“How about the president's rake-off?”
“Oh, that's unofficial, of course, but it's understood we pay him 5 per cent, of our output.”
“Anybody else to take care of?”
“No, that cleans up the gang. Loaiza, the Minister of the Interior, wanted in, but I kicked like a bay steer and Sarros shooed him off.”
“A fine lot of bandits to do business with!” Webster declared disgustedly. “Still, it's their way of doing business, and much as we dislike that kind of business, we'll have to do it that way or not at all. The government ought to get 10 per cent, of our gross output, and Sarros ought to be shot. However, I dare say we can stand for the blackmail if, as you say, you have twelve-dollar ore.”
“Wait and assay it yourself,” Billy assured him. For thirty miles they followed the government highway, and then debouched to the southwest along a neglected road just wide enough to accommodate the clumsy oxcarts of the peons. The country was sparsely settled and evidently given over to stockraising. By degrees the road lost itself in the tall, dry grass, and became a faint trail which led into a forest of fir and other woods, with a good deal of mahogany and with very little underbrush. Billy rode in front, following through the timber a trail of his own blazing; and on the afternoon of the third day they dropped swiftly into a bare brown valley lying between timbered hills, displaying here and there the red stain of oxide of iron, from which evidence Webster knew he was in a mineral country. Billy pointed to a yellow mound at the base of one of the toes of the range flanking the valley on the south.

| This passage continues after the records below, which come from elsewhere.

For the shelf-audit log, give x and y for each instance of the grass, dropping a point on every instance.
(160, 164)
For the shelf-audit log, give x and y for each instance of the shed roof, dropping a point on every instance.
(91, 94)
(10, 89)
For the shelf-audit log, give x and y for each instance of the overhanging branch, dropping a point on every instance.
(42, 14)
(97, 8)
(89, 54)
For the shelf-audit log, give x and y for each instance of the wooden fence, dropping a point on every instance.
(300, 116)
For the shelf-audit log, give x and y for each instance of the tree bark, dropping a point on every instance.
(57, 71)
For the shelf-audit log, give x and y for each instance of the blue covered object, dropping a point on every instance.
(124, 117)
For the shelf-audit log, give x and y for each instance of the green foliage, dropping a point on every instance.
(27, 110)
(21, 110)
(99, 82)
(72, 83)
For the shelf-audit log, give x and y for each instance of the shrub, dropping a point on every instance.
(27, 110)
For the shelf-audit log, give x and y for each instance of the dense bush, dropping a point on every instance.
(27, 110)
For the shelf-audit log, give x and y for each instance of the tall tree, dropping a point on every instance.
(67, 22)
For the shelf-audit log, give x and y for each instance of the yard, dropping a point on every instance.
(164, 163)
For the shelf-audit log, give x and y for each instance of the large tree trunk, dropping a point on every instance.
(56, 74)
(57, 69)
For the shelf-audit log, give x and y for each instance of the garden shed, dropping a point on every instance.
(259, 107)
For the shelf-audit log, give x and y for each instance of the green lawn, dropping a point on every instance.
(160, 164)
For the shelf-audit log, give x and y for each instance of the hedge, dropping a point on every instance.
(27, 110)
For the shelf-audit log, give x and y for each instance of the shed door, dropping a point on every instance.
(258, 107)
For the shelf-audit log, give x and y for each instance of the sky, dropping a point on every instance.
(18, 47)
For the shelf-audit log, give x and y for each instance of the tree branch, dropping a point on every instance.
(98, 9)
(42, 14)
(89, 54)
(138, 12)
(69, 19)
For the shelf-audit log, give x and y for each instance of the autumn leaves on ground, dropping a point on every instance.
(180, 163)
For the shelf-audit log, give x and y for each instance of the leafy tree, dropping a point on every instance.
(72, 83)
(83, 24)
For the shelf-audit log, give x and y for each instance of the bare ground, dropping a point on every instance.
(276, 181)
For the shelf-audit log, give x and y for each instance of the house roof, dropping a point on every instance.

“There's the claim,” he announced. “You can see the dump from here.”
A ribbon of green ran down a canon from the south and out into the brown, parched valley, where it suddenly disappeared.
“Sink,” Billy elucidated, following the direction of his friend's gaze and divining his thoughts. “That creek lies entirely on our concession—about thirty miner's inches of water, I should judge. It disappears in the sands out there at the end of the green streak, but the irrigation along its banks has been sufficient to insure plenty of good feed for our stock.”
Darkness had descended on the valley by the time they had pitched camp and eaten supper. They were up at dawn the following morning, however, and immediately after breakfast Jack Webster went to his duffle-bag and brought forth a dozen little canvas sacks and a prospector's hammer. “Now then, William, my son,” he announced, “light the lantern and we'll see if you've forgotten all I taught you about mining.”